SEE ALSO: El Salvador News and Profiles

Such a hypothesis would be in line with a national and regional pattern of extortion victims taking justice into their own hands. Some politicians are advocating for a bill to legalize self-defense movements against gangs. The president of Congress, Guillermo Gallegos, has even boasted about financing the arming of a vigilante group.

At the national level, extrajudicial killings by Salvadoran security forces have also become an issue. Several investigations have revealed the existence of death squads led by police and military, sometimes in coordination with community members.
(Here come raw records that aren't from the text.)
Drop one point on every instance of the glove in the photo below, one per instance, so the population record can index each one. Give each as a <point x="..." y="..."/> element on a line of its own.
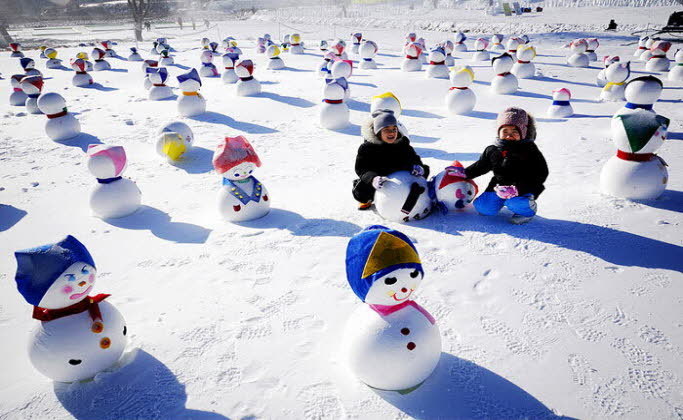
<point x="378" y="182"/>
<point x="506" y="191"/>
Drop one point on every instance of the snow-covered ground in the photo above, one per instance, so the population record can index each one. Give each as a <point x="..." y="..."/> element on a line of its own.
<point x="575" y="314"/>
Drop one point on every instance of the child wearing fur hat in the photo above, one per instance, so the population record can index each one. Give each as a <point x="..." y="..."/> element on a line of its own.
<point x="385" y="150"/>
<point x="519" y="168"/>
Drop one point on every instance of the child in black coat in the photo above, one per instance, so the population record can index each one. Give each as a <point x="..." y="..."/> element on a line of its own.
<point x="519" y="168"/>
<point x="384" y="151"/>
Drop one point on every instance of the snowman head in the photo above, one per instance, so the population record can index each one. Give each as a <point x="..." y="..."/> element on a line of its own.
<point x="56" y="275"/>
<point x="235" y="159"/>
<point x="383" y="266"/>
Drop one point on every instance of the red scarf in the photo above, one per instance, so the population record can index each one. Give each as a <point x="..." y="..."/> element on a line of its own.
<point x="385" y="310"/>
<point x="88" y="304"/>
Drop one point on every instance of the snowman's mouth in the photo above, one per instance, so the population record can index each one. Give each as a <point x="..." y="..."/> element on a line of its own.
<point x="80" y="295"/>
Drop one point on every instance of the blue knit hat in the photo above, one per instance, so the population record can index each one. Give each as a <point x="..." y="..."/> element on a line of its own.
<point x="375" y="252"/>
<point x="38" y="268"/>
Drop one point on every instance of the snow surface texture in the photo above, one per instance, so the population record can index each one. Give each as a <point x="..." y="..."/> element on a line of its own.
<point x="575" y="314"/>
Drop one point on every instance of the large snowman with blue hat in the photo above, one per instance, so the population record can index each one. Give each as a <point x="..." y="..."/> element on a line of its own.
<point x="79" y="335"/>
<point x="391" y="343"/>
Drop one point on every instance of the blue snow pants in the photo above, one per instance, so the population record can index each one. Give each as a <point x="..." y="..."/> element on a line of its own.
<point x="490" y="204"/>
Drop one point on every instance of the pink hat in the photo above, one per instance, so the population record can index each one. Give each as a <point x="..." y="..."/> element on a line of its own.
<point x="514" y="116"/>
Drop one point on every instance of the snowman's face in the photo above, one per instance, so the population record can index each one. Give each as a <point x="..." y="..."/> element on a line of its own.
<point x="394" y="288"/>
<point x="72" y="286"/>
<point x="240" y="172"/>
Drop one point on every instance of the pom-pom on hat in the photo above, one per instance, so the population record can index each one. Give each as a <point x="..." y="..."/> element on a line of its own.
<point x="375" y="252"/>
<point x="38" y="268"/>
<point x="232" y="152"/>
<point x="514" y="116"/>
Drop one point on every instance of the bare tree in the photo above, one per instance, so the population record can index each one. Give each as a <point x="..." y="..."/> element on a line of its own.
<point x="140" y="10"/>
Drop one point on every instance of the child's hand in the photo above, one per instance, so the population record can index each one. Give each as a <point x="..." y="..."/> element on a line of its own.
<point x="378" y="182"/>
<point x="506" y="191"/>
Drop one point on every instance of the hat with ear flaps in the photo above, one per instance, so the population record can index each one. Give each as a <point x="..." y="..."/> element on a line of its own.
<point x="375" y="252"/>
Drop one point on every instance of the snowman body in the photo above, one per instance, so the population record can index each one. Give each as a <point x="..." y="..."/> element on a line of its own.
<point x="403" y="197"/>
<point x="61" y="125"/>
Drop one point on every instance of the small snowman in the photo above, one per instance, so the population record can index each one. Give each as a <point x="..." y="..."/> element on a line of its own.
<point x="480" y="54"/>
<point x="134" y="55"/>
<point x="561" y="107"/>
<point x="100" y="63"/>
<point x="460" y="39"/>
<point x="17" y="97"/>
<point x="81" y="78"/>
<point x="412" y="62"/>
<point x="173" y="140"/>
<point x="367" y="52"/>
<point x="32" y="87"/>
<point x="616" y="75"/>
<point x="504" y="82"/>
<point x="247" y="85"/>
<point x="273" y="54"/>
<point x="113" y="196"/>
<point x="658" y="60"/>
<point x="403" y="197"/>
<point x="437" y="68"/>
<point x="61" y="124"/>
<point x="208" y="69"/>
<point x="29" y="67"/>
<point x="460" y="99"/>
<point x="636" y="172"/>
<point x="16" y="50"/>
<point x="78" y="335"/>
<point x="191" y="102"/>
<point x="390" y="343"/>
<point x="578" y="58"/>
<point x="229" y="76"/>
<point x="241" y="197"/>
<point x="159" y="91"/>
<point x="451" y="190"/>
<point x="676" y="72"/>
<point x="52" y="61"/>
<point x="523" y="67"/>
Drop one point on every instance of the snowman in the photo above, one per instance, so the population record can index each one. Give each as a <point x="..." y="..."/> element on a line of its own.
<point x="247" y="85"/>
<point x="17" y="97"/>
<point x="113" y="196"/>
<point x="229" y="76"/>
<point x="504" y="82"/>
<point x="61" y="124"/>
<point x="403" y="197"/>
<point x="437" y="68"/>
<point x="636" y="172"/>
<point x="480" y="45"/>
<point x="173" y="140"/>
<point x="411" y="62"/>
<point x="460" y="99"/>
<point x="81" y="78"/>
<point x="616" y="75"/>
<point x="367" y="52"/>
<point x="390" y="343"/>
<point x="523" y="67"/>
<point x="78" y="335"/>
<point x="191" y="102"/>
<point x="32" y="86"/>
<point x="561" y="107"/>
<point x="242" y="197"/>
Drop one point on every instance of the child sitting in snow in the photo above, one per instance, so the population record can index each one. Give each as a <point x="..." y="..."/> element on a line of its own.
<point x="384" y="151"/>
<point x="519" y="169"/>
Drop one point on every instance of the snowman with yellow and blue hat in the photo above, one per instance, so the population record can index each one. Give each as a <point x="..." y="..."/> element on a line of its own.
<point x="391" y="343"/>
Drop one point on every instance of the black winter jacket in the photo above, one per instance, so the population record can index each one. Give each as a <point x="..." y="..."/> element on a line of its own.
<point x="377" y="158"/>
<point x="513" y="163"/>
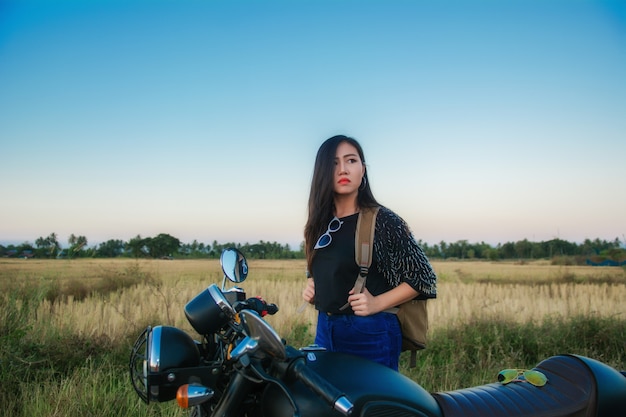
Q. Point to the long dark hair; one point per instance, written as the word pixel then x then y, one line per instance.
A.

And local press reports suggest that a combination of policing efforts and a vigilante movement by locals pushed gang members out of Miramar and Guajoyo.

Ambrosio vehemently denies these claims, but Commissioner Pérez told a different story.

“It doesn’t really matter if they [the civilians] were armed or not,” Pérez told InSight Crime, choosing to highlight the communities’ concerted effort to coordinate with local authorities.

Officials and experts consulted by InSight Crime concurred that the ability of a community to organize itself is essential to resisting gang infiltration and criminal activities like extortion. All agreed that measures such as Tecoluca’s community policing program can go a long way in undermining gang structures.

But the story of Guajoyo and Miramar suggests that attempts to replicate this model in other communities should take into account the potential for abuses by both community members and security forces.

*Deborah Bonello contributed reporting to this article.